In Delphi, is addition commutative?

Answer: no, not necessarily. Despite the existence of operator precedence, i.e. the fact that the following

  X := 3 + 4 * 5;

results in 23 and not in 35, the order of operands can still have an effect.

In my BigInteger code, I discovered an odd error, that only happened in some very rare cases, and only in PUREPASCAL code, i.e. code that did not use assembler, and only in 64 bit.

It took me several hours to find out that this was the problematic expression:

  Value := NormDividend[I + J] + NormDivisor[I] + Value shr CDivLimbBits;

CDivLimbBits is a constant with value 32, Value is an Int64, NormDividend[] and NormDivisor[] are arrays of UInt32 (Cardinal). Only in some very special circumstances, this caused an error.

What happened?

In this unit, which does lots of odd and ugly things to UInt32s and to speed things up, I turned off range and overflow checks, so it went unnoticed that NormDividend[I + J] + NormDivisor[I] caused an overflow. Since overflow and range checks were off, the 33rd bit simply got cut off.
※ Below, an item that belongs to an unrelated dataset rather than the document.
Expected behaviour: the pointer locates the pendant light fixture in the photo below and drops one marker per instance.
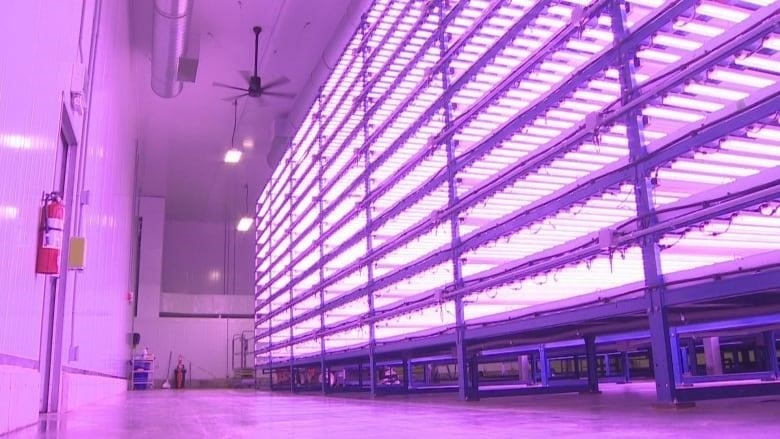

But you might say: "Hey, the third operand is an Int64, so why were these two operands not promoted to 64 bit?" It turns out that this only happens once it is required, so what the compiler actually compiles is:

  UInt32(Intermediate) := UInt32(NormDividend[I + J]) + UInt32(NormDivisor[I]);
  Value := Int64(Intermediate) + Value shr 32;

while I expected:

  Value := Int64(NormDividend[I + J]) + Int64(NormDivisor[I]) + Value shr 32;

Now, if you rearrange the Int64 to come first, like:

  Value := Value shr 32 + NormDividend[I + J] + NormDivisor[I];

then all is well. The first operand is an Int64, so all following operands are promoted too and you really get:

  Value := Value shr 32 + Int64(NormDividend[I + J]) + Int64(NormDivisor[I]);

Note that this error did not happen in 32 bit code. There, NormDividend[] and NormDivisor[] are arrays of UInt16, and Value is an Int32. In other words, in 32 bit code (and even in 64 bit code on Windows), everything seems to be promoted to Int32 (signed 32 bit integer) anyway, probably because that type is somehow the preferred type for integer expressions (most integer code uses 32 bit registers, in 32 bit as well as in 64 bit).

So take care to either cast to the required type, or to put the largest operand first, otherwise you might be in for a surprise. It certainly was a surprise to me, especially because the data I had used for unit testing had not caught this.

Only the fact I wanted to improve the speed of ToString (converting the largest known prime to a string of 22 million decimal digits still takes approx. 2'30", while converting it to a string of — much more easily convertible — hex digits only takes 135 ms), and the coincidence that in one test I had to divide by exactly 10^57, made me catch this error. Note that the assembler code did not suffer from this. There I can control exactly what gets promoted and when.

This also made me aware again of the fact that testing can only show the presence of errors, and never the absence, and that it is extremely hard to find test cases that cover everything. The fact I had to divide by a number that caused the error was sheer coincidence.